Occupazione della televisione che, invece di servire da megafono per i golpisti, viene zittita. Tutto in qualche ora e con qualche centinaio di morti. Un golpe che sfiora l'apparenza, una messinscena utile principalmente per dare maggiore forza e potere a un Erdogan trionfante. E la paura prende il sopravvento.

Siamo in guerra! Ci gridano da più parti e si invocano leggi restrittive. Si vorrebbe stanare il diverso, anche solo chi la pensa diversamente, togliergli qualsiasi diritto, rinchiuderlo, cacciarlo, sopprimerlo. Lo slogan di moda è diventato "facciamo loro quello che fanno a noi". Dividiamo il mondo in civiltà buone e altre che devono essere annientate. Si usa il terrore come risposta alla paura. Siamo in guerra!
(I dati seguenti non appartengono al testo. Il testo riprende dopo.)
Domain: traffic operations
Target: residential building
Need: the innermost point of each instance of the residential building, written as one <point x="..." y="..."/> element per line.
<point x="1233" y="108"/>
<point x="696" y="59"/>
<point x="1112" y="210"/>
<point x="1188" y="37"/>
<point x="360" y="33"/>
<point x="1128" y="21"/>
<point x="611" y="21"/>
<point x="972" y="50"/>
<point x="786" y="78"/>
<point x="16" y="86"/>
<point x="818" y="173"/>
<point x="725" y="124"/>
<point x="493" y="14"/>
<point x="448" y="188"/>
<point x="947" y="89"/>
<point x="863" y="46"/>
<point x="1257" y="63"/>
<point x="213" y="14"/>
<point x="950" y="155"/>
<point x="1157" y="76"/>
È vero, ma ci sono guerre dimenticate, delle quali non si parla più. Sono, principalmente, quelle che sono state scatenate dalla "nostra civiltà". Le guerre preventive per esportare la democrazia. O quei colpi di stato cruenti molto più di quello turco, pilotati dai servizi segreti e dai paesi "faro" della nostra civiltà. Qualcuno si ricorda dell'Ucraina, dell'orrore scatenato dai nazisti a Odessa dove decine di persone furono assassinate nel palazzo dei sindacati? Qualcuno si ricorda di quello che è successo e continua a succedere nel Donbass? E qualcuno si ricorda di come è iniziata la guerra in Siria e di come (e da chi) è stato finanziato il terrorismo contro il governo legittimo di Assad? I giornali non ne parlano più e, quindi, per la "nostra civiltà" non succede nulla.

Ma, se esistono guerre dimenticate, altre non vengono neppure considerate tali. Sono guerre che mietono centinaia di vittime ogni anno anche nel nostro paese.

Sono i morti di lavoro e per il lavoro. Dall'inizio dell'anno in Italia sono morti 349 persone nei luoghi di lavoro (sono oltre 740 considerando i lavoratori morti sulle strade o in itinere). I caduti sul lavoro sono 30 in Veneto e 11 a Vicenza. Dei lavoratori morti di malattia professionale, invece, è quasi impossibile persino conoscerne il numero ma sono certamente centinaia ogni anno. Non è, forse, anche questa una guerra? Non è "terrore", forse, andare a lavorare senza sapere se si tornerà a casa? Ma di questa carneficina non si parla. Non fa notizia perché succede un poco alla volta. Perché è diventata una cosa normale considerare i lavoratori pezzi di ricambio di un ingranaggio che serve a produrre profitto per pochi privilegiati. Perché queste uccisioni fanno parte del sistema capitalista, della "nostra civiltà".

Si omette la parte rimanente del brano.